Time on My Hands is one of those time travels novels that focuses on real life historical figures - in this case, former president Ronald Reagan.  Here Peter Delacorte explores the case of a young man hired to return to the Hollywood of the late 1940s where he is to make contact with a young actor by the name of Ronald Reagan.  His assignment is to do anything necessary to somehow push Reagan from the path that would bring him to the White House in 1980.  What happens when our hero befriends Reagan under false pretenses but starts to actually like him makes for a fun ride.



At first glance, Time Out of Mind is pretty much just a ripoff of Finney's Time and Again, but John Maxim gives it enough twists to make it work well even for fans of the great Finney novel.  This one was written some 16 years after Finney's novel, and I suppose that Maxim and Houghton Mifflin were hoping that everyone had forgotten about the Finney masterpiece.  It even goes so far as having each of its chapters begin with an old photo or illustration to set the scene.

The hero of this one goes back specifically to the great New York blizzard of 1888.




Laura Watt's Carry Me Back incorporates one of my favorite music genres (hard core traditional country) into a time travel novel...a perfect combination for someone like me.  This 1997 novel involves ex-con Webb Pritchard who buys an old banjo to entertain himself after his release from prison.  Unbeknownst to Pritchard, this is a magic banjo that transport him back to 1951 where he manages to wrangle himself a job with the man who went on to become country music royalty before he died at age 29, Hank Williams.  The romance story inside this one is another that pays homage to Jack Finney.  Carry Me Back  is still on my shelves and I plan to re-read it in the next year or two.



Time travel novels often involve some kind of moral dilemma for the time traveler to deal with - in this case, our hero has to decide whether or not to prevent the bombing of Hiroshima.  Till the End of Time is part of author Allen Appel's time travel series featuring Alex Balfour, a history teacher for whom the ability to time travel runs in the family and has been genetically handed down to him.

Along the way, Balfour interacts with people like Albert Einstein, Betty Grable, John Kennedy, and FDR.  This one is fun, but the appeal largely comes from getting to know the Balfour character well through several books.
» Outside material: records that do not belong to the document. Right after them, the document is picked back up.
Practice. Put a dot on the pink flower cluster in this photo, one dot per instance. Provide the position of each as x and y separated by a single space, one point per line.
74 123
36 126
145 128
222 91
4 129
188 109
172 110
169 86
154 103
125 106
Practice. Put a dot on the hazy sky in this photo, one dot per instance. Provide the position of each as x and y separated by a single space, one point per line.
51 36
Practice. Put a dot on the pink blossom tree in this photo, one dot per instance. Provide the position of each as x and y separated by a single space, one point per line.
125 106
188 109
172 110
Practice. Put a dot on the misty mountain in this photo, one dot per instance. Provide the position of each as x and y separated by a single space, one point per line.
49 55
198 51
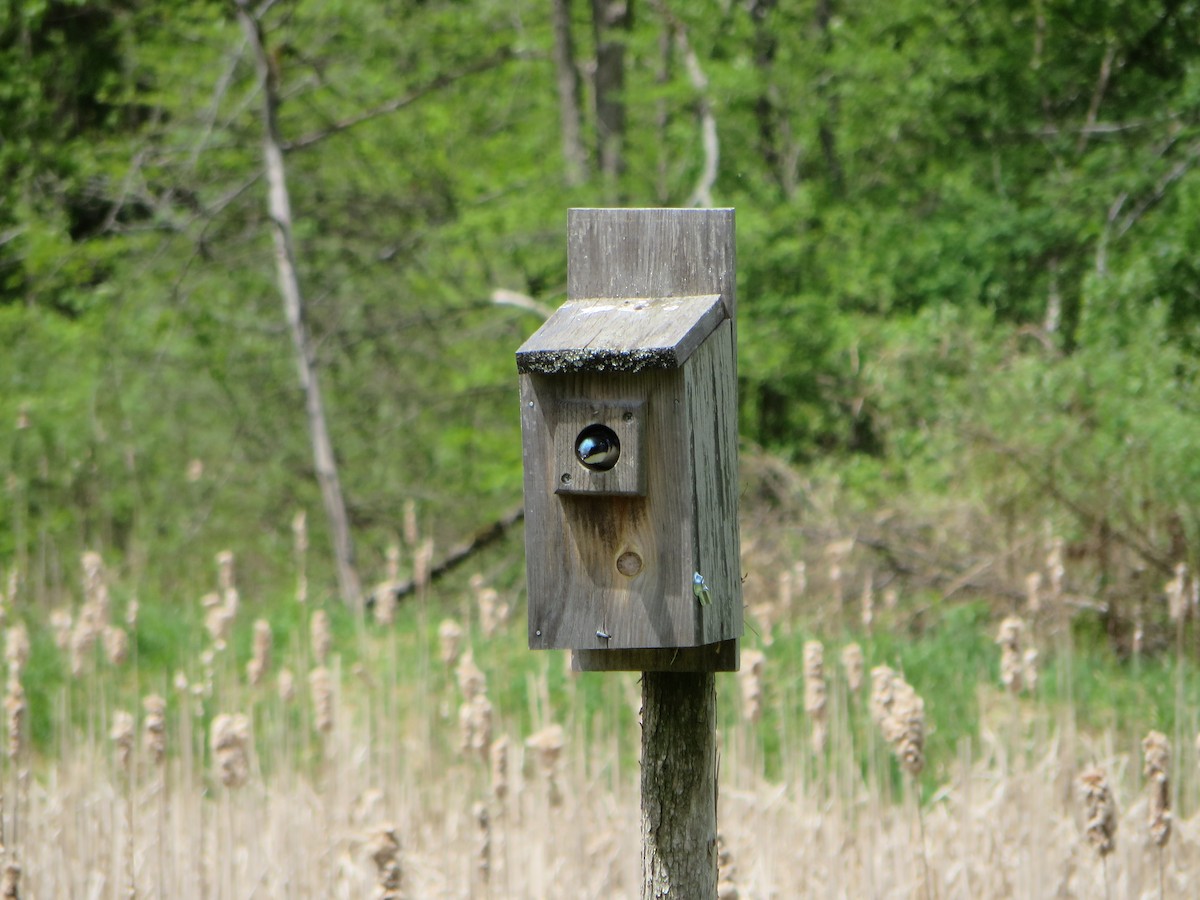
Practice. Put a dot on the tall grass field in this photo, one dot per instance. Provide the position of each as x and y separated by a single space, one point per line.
874 744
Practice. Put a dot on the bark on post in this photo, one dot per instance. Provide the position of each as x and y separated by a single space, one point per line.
678 785
280 209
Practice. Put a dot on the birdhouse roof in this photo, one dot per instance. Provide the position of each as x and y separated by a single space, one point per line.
627 335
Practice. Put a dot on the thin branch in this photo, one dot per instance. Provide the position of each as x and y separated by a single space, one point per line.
393 106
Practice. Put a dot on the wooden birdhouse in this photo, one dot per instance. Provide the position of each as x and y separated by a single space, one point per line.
629 430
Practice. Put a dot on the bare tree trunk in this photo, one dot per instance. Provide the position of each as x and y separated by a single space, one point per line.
611 21
678 785
568 77
280 208
828 94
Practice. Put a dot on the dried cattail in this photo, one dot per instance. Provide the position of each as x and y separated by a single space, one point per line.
1055 569
154 729
385 603
784 595
121 732
868 604
321 635
225 570
499 757
95 586
750 681
475 726
87 631
471 678
117 645
1099 809
61 623
899 712
547 748
391 558
10 887
815 694
16 648
1030 671
484 855
411 533
909 745
384 851
1011 655
1157 756
882 678
261 659
286 685
855 665
300 550
321 684
423 564
229 742
217 619
1177 593
493 613
726 871
15 712
1033 593
449 641
891 599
One last one for this time around is Stephen Fry's Making History.  This is one of several time travel novels I've read in which the protagonist goes back in time to do something about Adolph Hitler before it is too late.  In this instance, the time traveler wants to take the most certain path by going back to the time before Hitler was even conceived - and making sure that his parents never get together.

Stephen Fry is one of the most talented people I know of: author, film star, comedian, television star, documentarian, etc.  This man can do it all and this novel is no exception to the quality of his work.  It is great fun...and one of the best snuff-Adolph time travel books I've encountered.


That's it for now, but this is fairly representative of my favorites of the genre.  I haven't even mentioned older books like The Time Machine by H.G. Wells, but that is the one that created my love for time travel books in the first place when I first read it at age 12 or 13...and, of course, there was that great 1960s movie version of the novel.  The movie locked me in for good.